I look here and find it’s been quite a while since I blogged… again! *Sigh*. Doesn’t mean I’ve been lazy.
I’ve been very busy with the upkeep of the Eurobodalla Writers website and assisting an acquaintance with his website and Facebook page. At the same time I’ve been lucky enough to undertake a small but delightful consultancy. So Cat has been a busy little kitten. Amongst all this I’ve been reading and writing, attending writers workshops, getting ready to fundraise for the next EW anthology to celebrate it’s 20th year in 2014. Also I’ve been working with Louise Falcioni on a recruitment drive for EW and to set up an evening meeting forum – luckily it was successful and we have new daytime members and a wonderful set of talented people coming to the evening meetings.
One of the wonderful things about the EW evening meetings is that we are all undertaking a novel – fiction and non-fiction, so we are using the meetings as a critiquing forum. It does mean that I have to dust off the 240,000 words I’ve written and begin to nudge them into shape – that many words will likely be two novels of fantasy. I started writing it nearly seven years ago and finished it two years ago. However, over time I’ve become a better writer and I can really see that in the manuscript. So lots of editing and rewriting to do. I guess leaving it two years has refreshed me and I’m ready to get it into shape so that I can try getting it published. We all have dreams.
Amongst all this, I’ve managed to trace my Dutch family lineage back to my 7th great-grandmother (born around 1643) and spend significant time with two of my grandchildren.
I’ve been reading a lot as well.
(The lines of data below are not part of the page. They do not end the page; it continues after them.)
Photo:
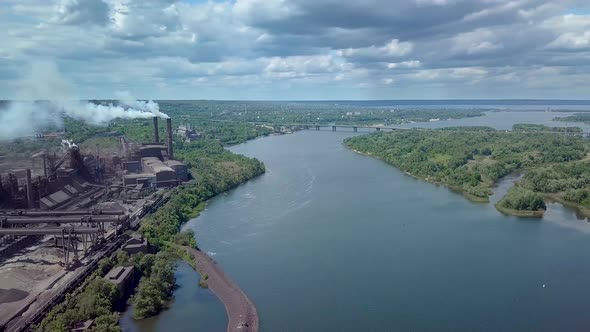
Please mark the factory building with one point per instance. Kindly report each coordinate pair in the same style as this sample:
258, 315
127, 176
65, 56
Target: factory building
152, 166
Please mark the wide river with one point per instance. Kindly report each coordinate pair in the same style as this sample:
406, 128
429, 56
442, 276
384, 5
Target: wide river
329, 240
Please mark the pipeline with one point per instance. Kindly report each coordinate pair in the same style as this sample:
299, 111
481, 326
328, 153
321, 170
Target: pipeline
63, 220
48, 231
27, 213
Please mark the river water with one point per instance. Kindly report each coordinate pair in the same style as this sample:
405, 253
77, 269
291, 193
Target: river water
329, 240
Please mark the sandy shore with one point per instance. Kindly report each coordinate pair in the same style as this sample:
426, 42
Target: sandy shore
241, 312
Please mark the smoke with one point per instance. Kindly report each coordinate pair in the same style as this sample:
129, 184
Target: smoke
44, 82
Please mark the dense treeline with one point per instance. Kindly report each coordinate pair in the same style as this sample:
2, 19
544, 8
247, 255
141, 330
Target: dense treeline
518, 200
217, 170
470, 160
578, 117
538, 127
569, 182
301, 112
156, 284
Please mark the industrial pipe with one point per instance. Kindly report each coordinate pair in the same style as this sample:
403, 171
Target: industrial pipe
156, 132
48, 231
63, 220
169, 141
30, 196
27, 213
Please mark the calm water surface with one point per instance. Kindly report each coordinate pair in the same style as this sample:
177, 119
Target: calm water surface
328, 240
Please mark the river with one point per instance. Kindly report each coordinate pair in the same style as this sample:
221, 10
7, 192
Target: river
329, 240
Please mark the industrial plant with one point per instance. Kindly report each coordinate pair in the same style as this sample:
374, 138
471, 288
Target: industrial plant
65, 210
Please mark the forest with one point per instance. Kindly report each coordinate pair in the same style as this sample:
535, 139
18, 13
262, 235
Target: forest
578, 117
472, 159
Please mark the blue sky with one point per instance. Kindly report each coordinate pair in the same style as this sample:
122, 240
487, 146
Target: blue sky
300, 49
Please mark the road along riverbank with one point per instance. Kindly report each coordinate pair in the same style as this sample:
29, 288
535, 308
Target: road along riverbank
241, 311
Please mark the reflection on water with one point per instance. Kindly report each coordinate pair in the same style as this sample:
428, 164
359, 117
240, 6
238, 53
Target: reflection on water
329, 240
192, 309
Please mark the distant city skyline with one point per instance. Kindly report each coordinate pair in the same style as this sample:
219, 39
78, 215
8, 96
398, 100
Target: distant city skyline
296, 50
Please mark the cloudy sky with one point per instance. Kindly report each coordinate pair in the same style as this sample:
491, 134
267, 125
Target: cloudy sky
302, 49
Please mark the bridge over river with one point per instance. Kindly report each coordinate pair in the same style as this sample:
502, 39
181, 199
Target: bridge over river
355, 128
My eReader has been working overtime. I was delighted by Ayn Rand’s Anthem – a poem about becoming one’s self.
Add to that an interesting article on speculative poetry in the Australian Horror Writers Association magazine ‘Midnight Echo 8’ with some great examples and I have a new perspective on spec-fic poetry. Yesterday I received my copy of Midnight Echo 9 with a story by an acquaintance, Alan Baxter. To be read in the next day or two.
And I quite proud of myself. I have a copy of Dante’s ‘Inferno’ – part of La Divina Commedia written between 1295 to 1320. I decided I would work my way through it and found it very rewarding. It did help that the edition I had came with lots of wonderful academic notes and footnotes but after twelve or so pages I got the gist of things. I did find it important to read about the context in which the poem was written – I love that it includes a deal of political comment relevant to the times. It is a horror poem with a political bent.
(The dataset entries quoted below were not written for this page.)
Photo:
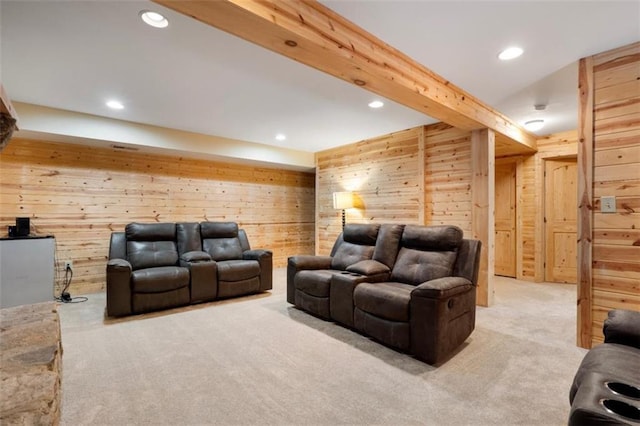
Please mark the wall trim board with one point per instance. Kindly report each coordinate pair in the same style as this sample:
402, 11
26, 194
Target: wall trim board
482, 211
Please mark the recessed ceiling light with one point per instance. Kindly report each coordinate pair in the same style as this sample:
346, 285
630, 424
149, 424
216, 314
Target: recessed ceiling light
534, 125
115, 104
510, 53
154, 19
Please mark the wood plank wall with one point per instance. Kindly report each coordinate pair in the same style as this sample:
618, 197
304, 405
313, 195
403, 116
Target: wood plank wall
447, 177
616, 172
80, 194
384, 173
417, 176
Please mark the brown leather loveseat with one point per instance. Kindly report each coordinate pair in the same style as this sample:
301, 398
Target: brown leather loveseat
156, 266
416, 292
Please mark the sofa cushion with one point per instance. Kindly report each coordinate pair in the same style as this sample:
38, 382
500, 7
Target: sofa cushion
417, 266
315, 282
223, 248
622, 326
349, 253
360, 233
150, 254
389, 300
616, 361
219, 230
435, 238
150, 231
158, 280
238, 270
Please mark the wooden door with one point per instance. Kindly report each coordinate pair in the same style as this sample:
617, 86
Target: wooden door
505, 220
561, 211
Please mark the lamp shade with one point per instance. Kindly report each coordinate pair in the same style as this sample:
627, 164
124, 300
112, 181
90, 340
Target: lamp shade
342, 200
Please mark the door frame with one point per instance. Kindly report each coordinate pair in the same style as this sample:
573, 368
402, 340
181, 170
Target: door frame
517, 160
541, 228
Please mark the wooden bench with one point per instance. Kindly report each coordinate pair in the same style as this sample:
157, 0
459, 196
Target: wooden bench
30, 365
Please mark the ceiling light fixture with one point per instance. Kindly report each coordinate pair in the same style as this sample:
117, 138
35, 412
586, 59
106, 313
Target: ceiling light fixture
510, 53
534, 125
154, 19
115, 104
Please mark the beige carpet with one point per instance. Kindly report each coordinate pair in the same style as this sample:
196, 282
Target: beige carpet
259, 361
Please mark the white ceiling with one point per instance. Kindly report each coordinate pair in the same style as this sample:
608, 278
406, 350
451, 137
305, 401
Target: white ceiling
75, 55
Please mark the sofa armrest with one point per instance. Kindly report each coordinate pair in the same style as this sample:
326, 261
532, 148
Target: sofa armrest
443, 313
622, 326
265, 259
194, 256
306, 262
441, 288
369, 267
118, 287
303, 263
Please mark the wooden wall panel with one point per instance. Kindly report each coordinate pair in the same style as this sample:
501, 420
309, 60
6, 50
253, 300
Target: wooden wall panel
384, 173
448, 177
615, 268
80, 194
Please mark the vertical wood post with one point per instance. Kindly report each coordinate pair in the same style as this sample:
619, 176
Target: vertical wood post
585, 201
482, 210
If completed Arthur C. Clarke‘s Space Odyssey series (2001, 2010, 2061, 3001). I mentioned in an earlier post that I was a little disappointed that Clarke had changed 2010 to reflect the movie rather than his original book. Once I got over that, I did find that the books in the series provided a wonderful view of our solar system, the planets, the science around the planets and space and, in terms of Earth in a millennia from now, the buildings reaching into the stratosphere.
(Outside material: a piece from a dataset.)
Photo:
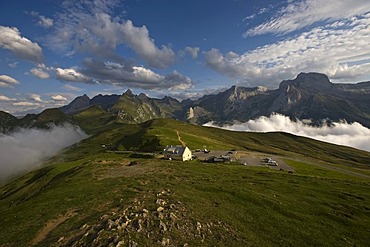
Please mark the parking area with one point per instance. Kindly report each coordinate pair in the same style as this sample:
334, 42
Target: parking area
244, 158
I loved the fact that Clarke that thought about language changes; that someone from our time would be unable to understand the language because it had changed so much. I find that language has changed substantially in my lifetime – written and spoken. I feel it is open to speculation whether it’s for the better or not but as a writer I know I have to keep up with it.
I’ve also been reading a couple of short novels by Charlie Huston in the Joe Pitt Series. They are certainly in the pulp ‘noir’ style of Chandler and Hammett. I found the stories interesting but had to work through the style issues as sometimes there was a lot of description and mood setting when I wanted to know what happened next. Of course, I love a pacey story so I guess it’s not the fault of Huston. That said, Joe Pitt is like many hero’s of recent years and in a way reminds me of Jim Butcher‘s wizard Dresden. Both hero’s get in their own way and make their own troubles, fight multiple factions at the same time and end up nearly dead but victorious. I suspect to be really on top of this particular style of story style I will have to get the originals and read a Sam Spade or Phillip Marlow novel.
Currently I’m reading Greg Bear’s ‘The Forge of God’. I’m up to page 90 and twice I’ve nearly given up but decided to forge on (pun intended). I’m not always interested in political issues in novels although I know others love this. In this case the idea that alien artifacts and alien life forms can bring two different messages and also the fact that Bear has included Australia in his novel (unusual to say the least) makes me want to know where he is going with this.